Avinoam Lerner (; born 13 October 1947) is an Israeli-American film producer, primarily of American action movies. Lerner is the founder and CEO of Millennium Films.

Life and career
Avi Lerner was born in Haifa, Israel, on October 13, 1947, to a Jewish family; he grew up on Hatzionut Boulevard. He joined the Israeli military in 1966 and served in the Six-Day War and in the Paratroopers Brigade. In an interview with Pnai Plus, Lerner said he took part in the battle for the town of Rafah before penetrating as far as the Suez Canal. He served in the 1973 Yom Kippur War as a reservist.

Lerner originally worked in movie theaters in Tel Aviv but later relocated to South Africa, where he produced several films and also owned a chain of movie theaters until relocating once again to Los Angeles in the early 1990s. In 1991, he served as President of the independent production/distribution company, Global Pictures.

Lerner founded two production companies, Nu Image and Millennium Films, with Trevor Short, Danny Dimbort and Danny Lerner. The companies have a varied output, though the vast majority are action films. Most of the action films Avi produces are filmed in Bulgaria, where he owns Nu Boyana Film.

Nu Image, now Millennium Films, bought the independent film studio First Look Studios in 2007 and restructured the organization to distribute their specialty films. In 2007, Lerner obtained the rights to the Rambo franchise and rebooted the series in 2008 with Rambo. 

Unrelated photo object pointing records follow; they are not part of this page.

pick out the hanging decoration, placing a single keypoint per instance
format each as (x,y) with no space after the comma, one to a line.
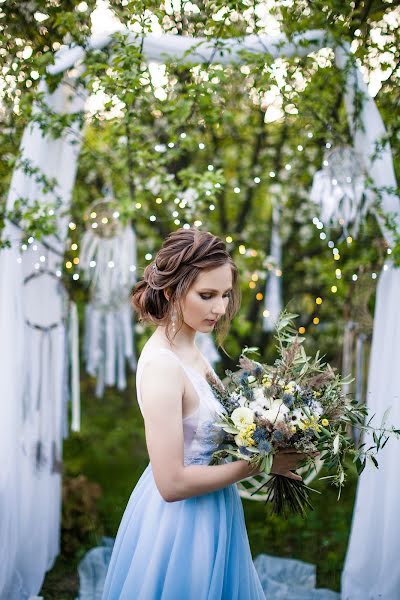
(339,189)
(206,345)
(273,288)
(108,262)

Until his success with The Expendables (2010), Lerner's reputation was of a B movie producer. Lerner has complained that Israel is the only country where his work is criticized, and he avoids giving interviews to Israeli reporters.

Lerner describes his approach to the film industry as purely business-oriented: unlike Hollywood's larger film studios, which invest much larger sums of money to cover production expenses but also lose money from time to time, Lerner's team carefully calculates the potential revenue of a given film and tailors the production costs accordingly.

Sexual harassment allegations 
In 2017, Lerner was sued by a former employee for sexual harassment and gender discrimination. Lerner claimed the accusations were "all lies". In 2018, Hollywood actor Terry Crews accused Lerner of making a phone call to his manager in which he said Lerner threatened to introduce difficulties into Terry Crews' career unless Crews dropped his case against Hollywood talent agency William Morris Endeavor, employer of agent and founding member Adam Venit.

Action stars 
The bulk of Lerner's films featured action stars who were at their peak in the 1980s–1990s: Jean-Claude Van Damme, Steven Seagal, Wesley Snipes and Dolph Lundgren, usually released as direct-to-video. Lerner produced Rambo starring Sylvester Stallone, and Righteous Kill starring Robert De Niro and Al Pacino for Millennium Films and Emmett/Furla Films. He produced The Expendables, directed by Stallone.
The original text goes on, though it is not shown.